Итак, весь апрель, до отъезда в деревню, был ознаменован для меня сближением с «монастырем». Конечно, я скоро познакомился с сыном трапезника, общество которого не нравилось матушке. Ваня[269] был на несколько лет старше нас. Принадлежа к обездоленной части причта, он был уже несколько озлоблен и завистлив и видел в Коле прежде всего батюшкина сына, а позлословить на счет батюшки было его любимой темой. Был он развитее товарищей и гораздо романтичнее, чем Коля. Эта низшая часть причта — трапезники, ранний батюшка и отчасти дьячок Николай Николаевич чувствовали себя со мной как со своим, с отщепенцем церковной аристократии, изгоем на «монастыре», где тон задавал Митрильич. Сближала меня с Ваней и любовь к побоищам, к которым Коля оставался совершенно равнодушен, уткнувшись в свою химию. Ваня был несколько фатоват, насмешлив и самоуверен, я видел в нем героя, не признанного и оскорбленного Митрильичем, и стремился подражать ему во всех манерах.
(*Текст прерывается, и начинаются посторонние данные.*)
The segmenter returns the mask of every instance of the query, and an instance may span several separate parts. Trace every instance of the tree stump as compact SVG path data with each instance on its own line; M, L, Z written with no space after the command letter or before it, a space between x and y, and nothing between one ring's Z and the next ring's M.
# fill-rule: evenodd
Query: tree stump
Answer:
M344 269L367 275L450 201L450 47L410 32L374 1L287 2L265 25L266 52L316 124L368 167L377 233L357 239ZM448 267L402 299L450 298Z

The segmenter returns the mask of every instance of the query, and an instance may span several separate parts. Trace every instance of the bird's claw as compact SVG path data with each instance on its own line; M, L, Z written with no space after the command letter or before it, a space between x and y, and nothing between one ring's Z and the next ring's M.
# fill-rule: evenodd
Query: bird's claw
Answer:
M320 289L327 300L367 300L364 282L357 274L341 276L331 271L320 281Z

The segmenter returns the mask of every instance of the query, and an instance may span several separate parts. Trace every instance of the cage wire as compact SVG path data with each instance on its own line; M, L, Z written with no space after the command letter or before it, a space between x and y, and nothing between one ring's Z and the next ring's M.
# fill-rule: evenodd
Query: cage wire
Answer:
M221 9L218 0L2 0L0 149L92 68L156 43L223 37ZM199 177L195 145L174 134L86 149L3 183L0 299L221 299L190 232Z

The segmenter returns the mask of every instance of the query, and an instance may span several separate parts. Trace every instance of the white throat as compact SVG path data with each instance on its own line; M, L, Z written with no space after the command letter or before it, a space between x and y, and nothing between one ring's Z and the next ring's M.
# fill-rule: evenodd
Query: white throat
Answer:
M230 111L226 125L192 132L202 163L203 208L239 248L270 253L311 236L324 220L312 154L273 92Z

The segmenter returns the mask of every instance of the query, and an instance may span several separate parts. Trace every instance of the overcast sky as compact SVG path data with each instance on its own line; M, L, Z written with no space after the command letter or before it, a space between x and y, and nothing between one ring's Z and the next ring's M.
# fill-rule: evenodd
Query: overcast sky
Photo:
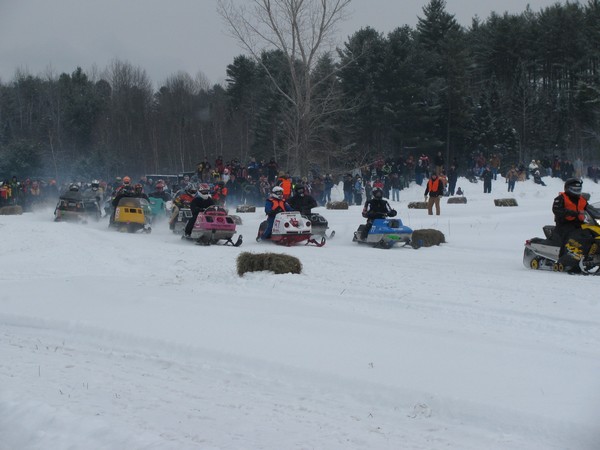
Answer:
M340 43L361 27L387 33L412 27L428 0L353 0L342 24ZM491 11L533 11L556 0L447 0L446 10L468 26ZM564 1L561 1L564 3ZM224 32L216 0L0 0L0 79L17 69L32 75L71 73L114 59L145 69L155 84L169 75L202 72L223 82L225 69L243 53Z

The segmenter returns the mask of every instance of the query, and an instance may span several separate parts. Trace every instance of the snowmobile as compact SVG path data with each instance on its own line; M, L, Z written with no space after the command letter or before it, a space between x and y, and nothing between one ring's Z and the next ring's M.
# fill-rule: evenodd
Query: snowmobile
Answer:
M202 245L218 244L220 241L224 241L224 245L239 247L242 245L243 237L240 235L235 242L232 240L236 233L235 228L235 221L227 210L222 206L214 205L198 214L192 233L189 237L184 236L184 238Z
M256 241L261 241L262 235L267 228L267 221L263 221L258 227ZM325 245L325 237L317 241L312 237L312 223L298 211L280 212L275 216L271 237L267 239L278 245L290 247L299 242L306 241L306 245L313 244L317 247Z
M362 232L366 226L366 224L359 225L354 232L352 242L369 244L376 248L392 248L400 243L404 246L410 244L413 230L405 226L400 219L378 218L373 220L373 226L366 239L363 239Z
M595 205L594 205L595 206ZM523 265L528 269L577 272L600 275L600 219L586 213L586 223L573 233L559 258L561 241L554 235L554 225L542 227L545 238L525 241Z
M150 204L150 217L152 222L158 218L167 217L166 202L160 197L148 197L148 203Z
M188 223L188 220L192 218L192 210L189 205L182 206L179 208L179 214L175 218L175 223L173 224L173 233L175 234L183 234L183 230L185 230L185 226Z
M96 199L84 197L80 191L67 191L58 199L54 210L55 222L83 222L100 220L101 212Z
M321 237L324 237L325 239L331 239L333 236L335 236L335 231L332 231L331 233L329 233L329 235L327 235L327 230L329 229L329 223L327 222L327 219L325 217L323 217L321 214L312 213L308 216L303 216L303 217L306 217L308 220L310 220L310 223L312 225L312 235L313 236L321 236Z
M150 204L139 197L123 197L115 208L109 227L118 231L150 233Z

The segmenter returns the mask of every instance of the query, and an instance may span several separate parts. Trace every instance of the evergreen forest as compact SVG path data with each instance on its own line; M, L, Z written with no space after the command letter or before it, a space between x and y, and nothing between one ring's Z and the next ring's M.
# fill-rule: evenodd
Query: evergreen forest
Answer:
M224 85L175 73L158 89L119 60L91 73L16 71L0 82L0 176L178 173L219 156L275 159L303 176L439 151L462 170L479 153L600 163L600 0L468 27L431 0L414 28L356 31L304 73L319 82L298 167L287 63L276 49L260 58L235 57Z

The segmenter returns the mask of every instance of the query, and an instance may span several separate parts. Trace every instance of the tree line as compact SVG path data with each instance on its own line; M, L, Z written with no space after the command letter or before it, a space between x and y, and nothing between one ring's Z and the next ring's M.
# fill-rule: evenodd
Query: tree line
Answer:
M600 0L469 27L430 0L414 28L363 28L317 56L275 46L235 57L225 85L176 73L156 91L119 60L17 71L0 82L0 175L108 179L218 156L275 159L292 175L438 151L463 169L475 153L600 159Z

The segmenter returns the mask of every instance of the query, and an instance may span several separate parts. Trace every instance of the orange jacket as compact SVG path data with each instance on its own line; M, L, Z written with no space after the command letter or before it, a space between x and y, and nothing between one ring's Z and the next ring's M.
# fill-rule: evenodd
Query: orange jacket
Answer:
M277 184L283 188L283 198L288 198L292 195L292 180L290 178L279 178Z
M585 214L583 214L583 212L585 211L585 207L587 206L587 200L583 197L579 197L577 203L575 203L573 200L571 200L571 197L569 197L566 193L561 192L561 195L563 196L563 199L565 201L565 209L577 211L577 219L579 220L579 222L584 222ZM574 222L575 219L576 218L573 216L565 217L565 220L567 222Z

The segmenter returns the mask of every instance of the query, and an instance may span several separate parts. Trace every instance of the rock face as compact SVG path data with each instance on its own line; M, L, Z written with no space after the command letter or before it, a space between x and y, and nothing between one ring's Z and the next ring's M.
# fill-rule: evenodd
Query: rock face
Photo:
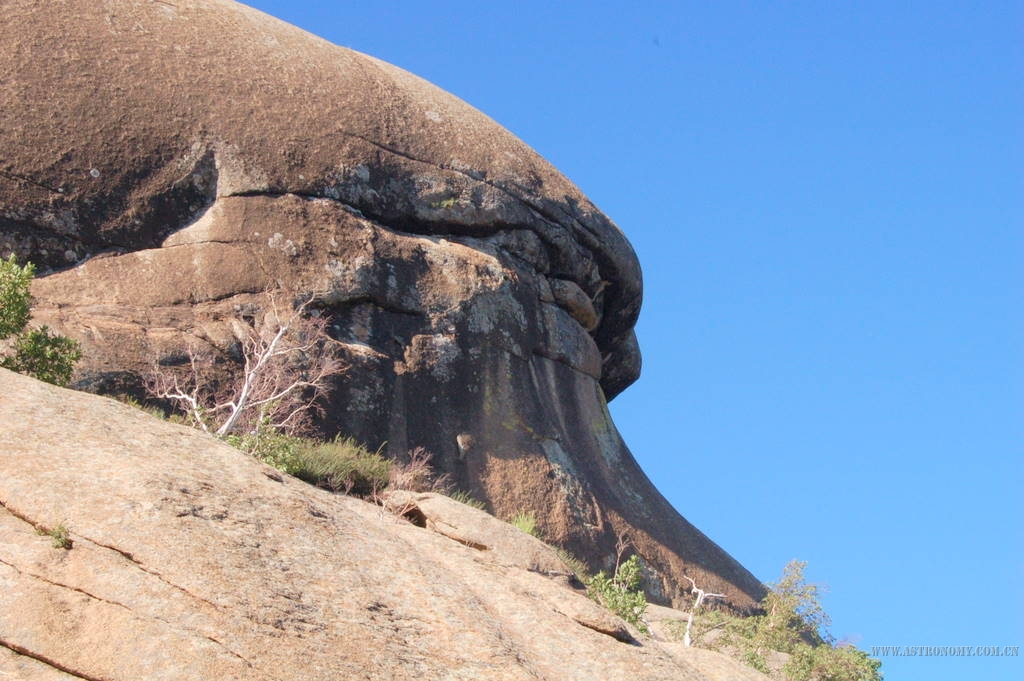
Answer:
M2 369L0 467L2 678L767 678L629 631L482 511L392 496L417 527Z
M312 297L347 374L319 424L425 447L499 516L593 567L626 533L653 597L758 581L687 523L606 400L636 379L628 242L451 95L227 0L13 0L0 39L0 253L76 386L138 391L188 348L230 358L272 297ZM459 445L459 441L463 443Z

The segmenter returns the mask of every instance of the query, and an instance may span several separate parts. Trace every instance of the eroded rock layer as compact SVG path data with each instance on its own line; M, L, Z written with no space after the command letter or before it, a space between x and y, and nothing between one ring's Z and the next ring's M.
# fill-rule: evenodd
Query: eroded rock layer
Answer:
M272 297L341 342L324 434L425 447L592 566L627 533L656 597L760 586L653 488L609 417L636 379L636 257L514 136L400 69L227 0L15 0L0 39L0 252L77 385L230 354ZM460 446L459 442L462 442Z

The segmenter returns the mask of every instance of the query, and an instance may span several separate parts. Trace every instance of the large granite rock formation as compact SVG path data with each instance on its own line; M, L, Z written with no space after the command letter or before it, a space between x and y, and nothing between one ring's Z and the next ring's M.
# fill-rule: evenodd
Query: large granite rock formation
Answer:
M416 527L3 369L0 468L3 679L767 678L631 632L481 511L393 499L422 508ZM70 548L39 534L60 524Z
M81 388L230 355L271 295L313 296L350 365L320 424L425 447L498 515L594 567L627 533L652 596L758 581L658 494L606 400L636 379L619 229L451 95L229 0L13 0L0 24L0 253ZM461 439L462 446L458 442Z

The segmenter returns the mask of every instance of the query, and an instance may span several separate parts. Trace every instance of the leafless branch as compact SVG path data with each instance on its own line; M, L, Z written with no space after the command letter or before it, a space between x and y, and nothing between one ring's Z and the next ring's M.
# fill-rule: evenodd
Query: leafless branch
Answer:
M694 594L696 594L695 598L693 599L693 607L690 608L690 612L686 617L686 633L683 634L683 645L689 647L693 645L693 641L690 639L690 629L693 627L693 616L696 614L700 606L704 603L704 599L727 598L727 596L725 594L708 593L704 589L697 587L697 582L693 580L693 577L690 577L689 575L683 575L683 577L685 577L690 582L690 586L692 587L691 590Z
M626 551L633 545L633 542L629 540L628 532L620 532L615 537L615 571L613 575L619 574L619 565L622 564L622 556L626 554Z
M154 371L150 393L174 402L218 436L263 427L301 430L344 366L333 352L336 341L327 334L325 321L309 314L309 301L283 314L270 300L262 328L254 323L242 339L242 370L233 387L214 394L213 358L190 349L184 372Z

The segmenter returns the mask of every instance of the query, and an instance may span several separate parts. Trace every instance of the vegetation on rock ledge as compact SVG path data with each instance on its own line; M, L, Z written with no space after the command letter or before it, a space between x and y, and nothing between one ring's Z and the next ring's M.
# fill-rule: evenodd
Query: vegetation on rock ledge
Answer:
M586 585L591 598L646 634L647 626L640 618L647 611L647 597L640 588L640 575L640 557L633 554L613 575L598 572Z
M779 681L881 681L879 660L829 633L821 589L805 581L806 566L802 561L786 565L782 578L768 585L760 615L713 610L702 616L696 644L729 653Z
M82 351L76 341L53 334L45 326L28 328L32 317L29 286L35 272L32 263L19 267L14 254L0 260L0 341L13 337L8 354L0 356L0 367L67 385Z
Наступило время отъезда в деревню. Я уезжал, весь охваченный миром церковного двора, и просил Колю писать мне. У него была сестра, старше его на несколько лет, полная и черноглазая. Хотя у меня не было к ней никакого чувства, но я решил, что влюбиться в дочь протоиерея и лелеять брачные мечты — необходимо входит в мои клерикальные обязанности, и, приехав в Дедово, вырезал ее имя на коре дерева. Мы начали с Марусей издавать журнал. Маруся писала миленькие, гладенькие повести из идиллической жизни сельского духовенства, с кузовками, грибами и желтыми купальницами. Я написал рассказ, начинавшийся словами: «Я был женат на дочери священника».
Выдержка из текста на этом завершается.